Crédito: Editoria de Cultura do Facetubes ( www.facetubes.com.br )
Esta matéria foi escrita com base no depoimento de 1 minuto, publicado no Instagram, do pensador moderno David Lynch, falecido recentemente, autor da ideia básica (essencial) do texto abaixo.
A ideia de que a arte nasce do sofrimento tem raízes históricas profundas e segue influenciando a forma como muitos enxergam o processo criativo. Desde as boêmias do século XIX na França, quando a pobreza e a luta eram frequentemente associadas às desvantagens, até a imagem consagrada do “artista louco, indescritível, mundano, reacionário”, que prevalece no imaginário popular, criou-se uma visão romântica de que o sofrimento seria o combustível essencial da grandeza artística. No entanto, pesquisas contemporâneas e exemplos de grandes mestres mostram que o caminho da criatividade pode ser trilhado em meio à positividade e ao bem-estar.
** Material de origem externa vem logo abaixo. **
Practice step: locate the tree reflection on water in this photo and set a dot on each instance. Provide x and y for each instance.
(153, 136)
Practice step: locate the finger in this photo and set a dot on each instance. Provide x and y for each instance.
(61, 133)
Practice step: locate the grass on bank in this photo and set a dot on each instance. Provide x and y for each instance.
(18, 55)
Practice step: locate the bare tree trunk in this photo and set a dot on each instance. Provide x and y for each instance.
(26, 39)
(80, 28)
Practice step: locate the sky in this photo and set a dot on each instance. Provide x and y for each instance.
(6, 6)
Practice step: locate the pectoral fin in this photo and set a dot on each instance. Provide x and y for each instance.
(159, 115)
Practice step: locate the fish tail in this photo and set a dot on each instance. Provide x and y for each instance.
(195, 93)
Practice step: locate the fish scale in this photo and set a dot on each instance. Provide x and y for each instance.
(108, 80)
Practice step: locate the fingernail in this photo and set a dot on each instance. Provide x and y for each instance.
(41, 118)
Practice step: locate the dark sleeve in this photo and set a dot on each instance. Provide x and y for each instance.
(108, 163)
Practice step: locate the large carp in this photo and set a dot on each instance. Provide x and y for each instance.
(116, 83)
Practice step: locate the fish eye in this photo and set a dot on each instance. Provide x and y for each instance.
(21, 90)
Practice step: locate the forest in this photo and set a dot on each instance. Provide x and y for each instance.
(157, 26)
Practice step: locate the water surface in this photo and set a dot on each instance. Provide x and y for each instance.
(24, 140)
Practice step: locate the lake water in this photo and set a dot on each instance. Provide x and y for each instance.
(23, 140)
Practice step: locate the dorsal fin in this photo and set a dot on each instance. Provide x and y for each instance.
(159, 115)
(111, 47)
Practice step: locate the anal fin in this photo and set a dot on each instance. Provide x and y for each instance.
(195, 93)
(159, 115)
Em seu livro “Flow: The Psychology of Optimal Experience - Fluxo: A Psicologia da Ótima Experiência”, o psicólogo Mihaly Csikszentmihalyi aponta que a verdadeira criatividade costuma florescer em estados de concentração profunda, muitas vezes alimentada por emoções positivas e por um ambiente mental estável. Quando a mente está sobrecarregada por problemas, tristezas ou instabilidades, sobra pouco espaço para a livre circulação de ideias. Sob essa perspectiva, "a crença de que a arte depende do sofrimento para atingir altos níveis de excelência perde muito de sua força". Trata-se de um mito que, ao ser reforçado, pode incluir habilidades de artistas que acreditam "ser necessários passar por privações ou desequilíbrios emocionais para legitimar seu trabalho". E isso, não é verdade!
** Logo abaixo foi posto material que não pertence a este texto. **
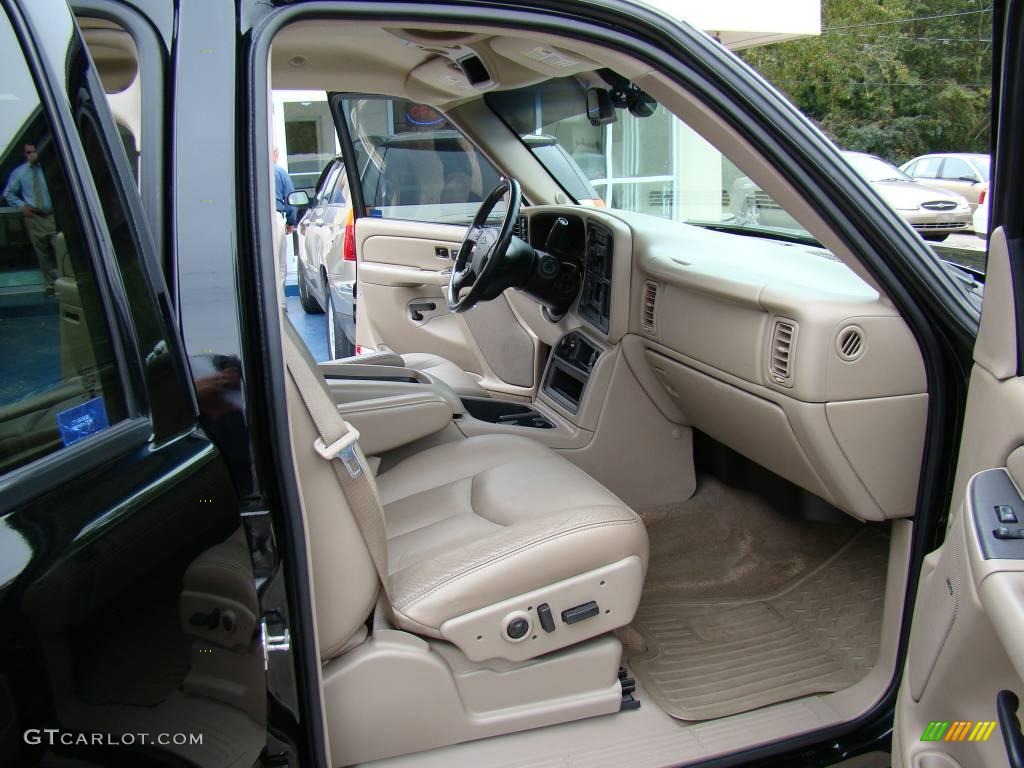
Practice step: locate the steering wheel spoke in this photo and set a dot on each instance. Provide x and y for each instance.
(483, 248)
O legado de nomes como Leonardo da Vinci e Georgia O'Keeffe também ilustra a importância de condições desenvolvidas para a expressão artística. Da Vinci, reconhecido pelo seu rigor metódico e planejamento cuidadoso, administrava suas habilidades e pesquisas de forma equilibrada, o que lhe permitia dar vazão à imaginação sem precisar mergulhar em abismo de sofrimento. Já O'Keeffe buscava inspiração em cenários tranquilos e na observação atenta da natureza. Muitas de suas obras revelam núcleos e formas que nascem de um estado de contemplação e alegria, reforçando que a criatividade pode se nutrir da serenidade.
Além de elementos históricos e de exemplos concretos, vários estudos reforçam a tese de que cuidar da saúde mental e nutrir sentimentos positivos é essencial para a produtividade artística. Uma pesquisa realizada pela Universidade de East London indicou que o envolvimento em atividades criativas está relacionado à redução dos níveis de estresse e ao aumento do bem-estar. Esses achados sugerem que um artista que busca estabilidade emocional tem mais chances de produzir de forma consistente e manter a originalidade de sua obra.
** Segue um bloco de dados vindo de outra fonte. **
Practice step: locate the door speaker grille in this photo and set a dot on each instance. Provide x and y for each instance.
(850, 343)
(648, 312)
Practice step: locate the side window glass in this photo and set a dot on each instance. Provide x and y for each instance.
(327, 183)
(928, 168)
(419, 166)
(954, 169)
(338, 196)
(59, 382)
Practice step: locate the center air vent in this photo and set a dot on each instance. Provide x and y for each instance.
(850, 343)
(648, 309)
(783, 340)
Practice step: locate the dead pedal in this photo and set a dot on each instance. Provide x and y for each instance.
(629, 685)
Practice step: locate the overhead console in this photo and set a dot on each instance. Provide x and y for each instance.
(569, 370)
"A desconstrução do mito do “artista sofredor” passa também pela necessidade de se questionar as narrativas culturais. Autenticidade e profundidade não são sinônimos de angústia", frase atribuída a David Lynch. Claro que as evidências apontam que artistas amparados por redes de apoio, com tempo de descanso adequado e acesso a recursos que incentivam o aprimoramento de suas habilidades, podem alcançar resultados admiráveis e inovadores. Nesse processo, priorizar a saúde mental e o equilíbrio emocional não só contribui para a qualidade das produções, como também estimula a continuidade de um processo criativo sustentável ao longo da vida.
Nessa perspectiva, é fundamental revisitar o valor simbólico de que o sofrimento sofrido está ou não, no imaginário coletivo. Ao enxergarmos o ato criativo como um exercício de liberdade, descoberta e experimentação, (excerto também atribuído a Lynch), há um reconhecimento de que a arte floresce em atmosferas distintas, "muitas vezes mais próximo do contentamento e da excitação do que da dor". Assim, derrubar a noção de que é preciso padecer para criar, se pode celebrar a arte como um testemunho da capacidade humana de transformar positividade, curiosidade e resiliência em expressões que enriquecem a cultura e inspiram novas visões de mundo.